So why and when was the decision taken to use the Administration Police officers as PNU agents?

One week to the 2007 General Election, opinion polls indicated that opposition candidate Raila Odinga of ODM held a commanding lead against the incumbent President Kibaki of PNU. At the same time, PNU was in disarray. Just one week to the elections, the party was yet to recruit agents countrywide.

Some who had been recruited in opposition strongholds of Rift Valley and Nyanza were reporting hostilities towards them. "It dawned on us that we were going to lose the elections," said a former Cabinet minister who sought anonymity. "It was a desperate time for us."

Part of the desperation was caused by a group of individuals, many of them close to State House, who are claimed to have misappropriated the money meant for agents. "It is this same group that came up with the idea of using APs," claimed a PNU official.
"It was ingenious in that they would claim that the officers were needed to boost security," he added.

In his testimony to the Waki Commission, Head of Public Service Ambassador Francis Muthaura said the deployment was commissioned for security reasons, an argument the Commission and the former minister dispute.

Injudicious decision

"I personally think the decision to use AP officers was rather injudicious. We would have probably objected had it been brought before the Cabinet. But it was not. It is a decision that was taken by a few people close to the President.

He continued: "As it is noted in that report, there was no security threat in Nyanza. The bare fact of the matter is that this was an enterprise to manipulate votes. What I am aggrieved is that it cost so many lives of innocent officers," he said.

The Waki Report notes this of the use of APs: "Ostensibly their role was to disrupt polling and where possible ensure that Government supporters among the candidates and voters prevailed.

On hearing about the operation, the National Intelligence Security Service (NSIS) advised the Government against it. However, their advice went unheeded. "The guys who were organising that operation were not ready to listen to any other voice. We just had to let them run the show," said our source.

He further disclosed that the General Service Unit (GSU) had been approached for the operation but declined, saying it was a bogus operation "beneath their stature".

Retired AP officers were also used during the operation. Kibunja wa Kamau, 52, of Watuka village who retired from the force in 1994, was one of them.

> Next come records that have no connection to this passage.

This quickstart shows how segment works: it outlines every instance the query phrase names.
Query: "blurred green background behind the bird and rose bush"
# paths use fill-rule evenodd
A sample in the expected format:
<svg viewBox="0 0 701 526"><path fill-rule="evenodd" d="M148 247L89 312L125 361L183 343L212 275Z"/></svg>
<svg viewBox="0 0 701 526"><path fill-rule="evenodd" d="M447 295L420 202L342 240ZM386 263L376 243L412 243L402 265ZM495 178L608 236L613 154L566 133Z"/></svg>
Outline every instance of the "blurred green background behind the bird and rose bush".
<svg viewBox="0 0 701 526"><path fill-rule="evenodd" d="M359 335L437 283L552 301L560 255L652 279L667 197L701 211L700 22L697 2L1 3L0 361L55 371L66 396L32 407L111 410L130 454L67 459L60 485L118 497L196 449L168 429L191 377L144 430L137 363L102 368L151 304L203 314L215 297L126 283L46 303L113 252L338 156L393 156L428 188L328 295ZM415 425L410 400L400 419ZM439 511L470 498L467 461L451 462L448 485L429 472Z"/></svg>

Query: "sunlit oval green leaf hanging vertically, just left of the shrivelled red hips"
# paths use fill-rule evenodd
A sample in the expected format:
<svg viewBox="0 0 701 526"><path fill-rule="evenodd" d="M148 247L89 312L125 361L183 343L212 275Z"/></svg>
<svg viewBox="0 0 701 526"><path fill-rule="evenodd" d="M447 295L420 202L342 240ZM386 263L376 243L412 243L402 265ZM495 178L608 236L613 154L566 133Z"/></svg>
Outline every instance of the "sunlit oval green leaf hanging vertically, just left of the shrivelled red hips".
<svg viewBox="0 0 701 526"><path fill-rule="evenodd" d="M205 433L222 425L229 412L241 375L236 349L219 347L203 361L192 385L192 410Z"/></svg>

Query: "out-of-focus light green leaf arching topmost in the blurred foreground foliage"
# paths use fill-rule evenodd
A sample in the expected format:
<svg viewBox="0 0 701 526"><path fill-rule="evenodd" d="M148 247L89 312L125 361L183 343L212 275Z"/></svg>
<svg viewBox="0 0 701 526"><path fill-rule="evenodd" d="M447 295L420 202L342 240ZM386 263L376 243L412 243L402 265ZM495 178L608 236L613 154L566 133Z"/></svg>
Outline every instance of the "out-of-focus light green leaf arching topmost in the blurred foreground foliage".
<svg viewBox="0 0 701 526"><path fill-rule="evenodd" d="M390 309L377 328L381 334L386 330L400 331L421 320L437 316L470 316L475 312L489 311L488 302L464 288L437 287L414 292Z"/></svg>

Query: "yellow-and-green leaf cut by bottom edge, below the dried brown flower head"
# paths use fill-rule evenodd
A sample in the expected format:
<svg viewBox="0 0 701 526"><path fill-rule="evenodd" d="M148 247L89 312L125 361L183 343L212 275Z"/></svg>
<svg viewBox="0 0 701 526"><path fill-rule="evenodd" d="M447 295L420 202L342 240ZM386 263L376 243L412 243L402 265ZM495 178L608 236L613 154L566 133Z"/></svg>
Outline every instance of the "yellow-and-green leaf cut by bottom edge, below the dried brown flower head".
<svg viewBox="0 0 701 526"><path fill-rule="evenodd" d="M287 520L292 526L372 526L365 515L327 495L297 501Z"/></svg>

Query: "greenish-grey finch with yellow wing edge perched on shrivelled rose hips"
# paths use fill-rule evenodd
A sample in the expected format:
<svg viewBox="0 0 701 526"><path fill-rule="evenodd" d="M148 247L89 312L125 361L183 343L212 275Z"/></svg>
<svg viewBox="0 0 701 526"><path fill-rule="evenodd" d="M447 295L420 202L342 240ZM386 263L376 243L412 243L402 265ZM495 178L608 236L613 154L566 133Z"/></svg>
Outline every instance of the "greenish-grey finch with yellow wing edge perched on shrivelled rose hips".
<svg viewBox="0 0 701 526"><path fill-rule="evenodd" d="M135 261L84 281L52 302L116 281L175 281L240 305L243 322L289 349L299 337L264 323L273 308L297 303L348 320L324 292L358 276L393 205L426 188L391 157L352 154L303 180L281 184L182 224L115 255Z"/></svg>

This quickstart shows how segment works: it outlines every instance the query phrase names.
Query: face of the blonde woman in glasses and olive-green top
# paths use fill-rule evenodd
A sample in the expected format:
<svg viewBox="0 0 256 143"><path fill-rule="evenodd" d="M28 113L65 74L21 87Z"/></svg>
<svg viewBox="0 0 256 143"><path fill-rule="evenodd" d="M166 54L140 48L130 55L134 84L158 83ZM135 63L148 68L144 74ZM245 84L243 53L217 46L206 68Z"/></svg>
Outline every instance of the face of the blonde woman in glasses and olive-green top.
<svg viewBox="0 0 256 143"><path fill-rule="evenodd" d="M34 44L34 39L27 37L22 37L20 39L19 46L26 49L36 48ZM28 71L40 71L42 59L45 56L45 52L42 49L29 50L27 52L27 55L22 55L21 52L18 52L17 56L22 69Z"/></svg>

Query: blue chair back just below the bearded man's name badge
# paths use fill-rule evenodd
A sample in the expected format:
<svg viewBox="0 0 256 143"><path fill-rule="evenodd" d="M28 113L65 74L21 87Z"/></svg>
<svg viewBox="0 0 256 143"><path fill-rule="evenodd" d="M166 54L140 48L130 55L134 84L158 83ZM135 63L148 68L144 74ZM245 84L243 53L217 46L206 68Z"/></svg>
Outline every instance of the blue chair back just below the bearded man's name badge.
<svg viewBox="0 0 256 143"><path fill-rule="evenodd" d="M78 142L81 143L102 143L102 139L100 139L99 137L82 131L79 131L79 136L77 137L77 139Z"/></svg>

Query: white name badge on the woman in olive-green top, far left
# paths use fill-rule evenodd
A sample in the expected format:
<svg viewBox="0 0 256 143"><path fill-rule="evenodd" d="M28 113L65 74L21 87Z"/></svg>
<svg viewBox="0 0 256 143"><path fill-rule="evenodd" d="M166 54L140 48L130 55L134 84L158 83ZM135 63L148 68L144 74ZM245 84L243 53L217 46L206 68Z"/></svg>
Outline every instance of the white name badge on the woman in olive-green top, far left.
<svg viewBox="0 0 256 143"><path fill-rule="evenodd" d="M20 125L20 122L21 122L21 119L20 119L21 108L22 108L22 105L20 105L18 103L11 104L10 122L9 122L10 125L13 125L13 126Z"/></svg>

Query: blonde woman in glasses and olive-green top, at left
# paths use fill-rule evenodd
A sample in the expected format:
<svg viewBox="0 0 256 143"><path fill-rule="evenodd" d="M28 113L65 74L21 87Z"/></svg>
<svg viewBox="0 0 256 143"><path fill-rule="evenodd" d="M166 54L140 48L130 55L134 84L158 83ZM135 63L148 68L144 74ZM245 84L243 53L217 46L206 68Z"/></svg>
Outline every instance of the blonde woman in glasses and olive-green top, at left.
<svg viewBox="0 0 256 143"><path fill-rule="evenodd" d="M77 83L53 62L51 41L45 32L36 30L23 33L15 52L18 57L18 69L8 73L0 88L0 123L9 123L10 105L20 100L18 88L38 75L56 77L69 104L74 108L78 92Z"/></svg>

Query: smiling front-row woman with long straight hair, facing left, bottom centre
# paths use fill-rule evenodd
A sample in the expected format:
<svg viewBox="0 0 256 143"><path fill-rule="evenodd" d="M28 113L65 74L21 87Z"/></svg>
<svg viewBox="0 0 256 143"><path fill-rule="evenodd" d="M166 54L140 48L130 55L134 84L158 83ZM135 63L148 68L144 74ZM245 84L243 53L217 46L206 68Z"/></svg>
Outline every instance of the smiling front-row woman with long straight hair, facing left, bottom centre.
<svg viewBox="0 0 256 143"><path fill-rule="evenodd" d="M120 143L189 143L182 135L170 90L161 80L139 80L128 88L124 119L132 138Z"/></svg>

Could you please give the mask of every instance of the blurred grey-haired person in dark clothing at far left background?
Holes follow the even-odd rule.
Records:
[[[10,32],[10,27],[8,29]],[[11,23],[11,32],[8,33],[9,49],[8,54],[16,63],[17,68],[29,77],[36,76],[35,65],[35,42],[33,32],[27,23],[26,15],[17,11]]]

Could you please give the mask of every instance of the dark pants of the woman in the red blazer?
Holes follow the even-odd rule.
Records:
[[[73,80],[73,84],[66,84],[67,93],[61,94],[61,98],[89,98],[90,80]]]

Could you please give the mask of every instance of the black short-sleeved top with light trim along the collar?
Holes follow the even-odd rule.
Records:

Although he declined to talk to The Standard on Sunday for this story, he had narrated in a previous interview of how he cheated death in Ugunja, Ugenya Constituency on December 27, from irate villagers.

Most of the officers picked for the mission came from the Kalenjin and Kikuyu communities. "It was believed Kikuyu officers would readily accept the mission because they came from Kibaki’s tribe. Traditionally, Kalenjin have had high numbers within the security forces so it was hard to overlook them," said our source.

However, most of the Kalenjin officers who were deployed disembarked at Kericho town where the first attack of the convoy transporting the officers occurred.

President Kibaki’s unilateral decision to appoint ECK commissioners in the run-up to the 2007 General Election had set the stage for opposition claims that the Government was planning to steal the elections.

Bogus operation

However, the AP had drawn special attention to itself in the run-up to the poll. On December 20, 2007 four AP officers had been caught distributing anti-Raila hate leaflets in Iten town. "We were a hated lot and the Government knew that. Yet it still sent us straight to the jaws of death," said an officer who survived the mission.

On allegations that the families of the victims have been paid for their silence, Jane Wambui, the widow of constable George Githuati, said: "The officials who visited me gave me Sh50,000. I do not know whether it was their personal donation or it was from the Government."

Mrs Pauline Njeri Kabiru, the mother of constable William Nyamu who is still missing refused to discuss the topic.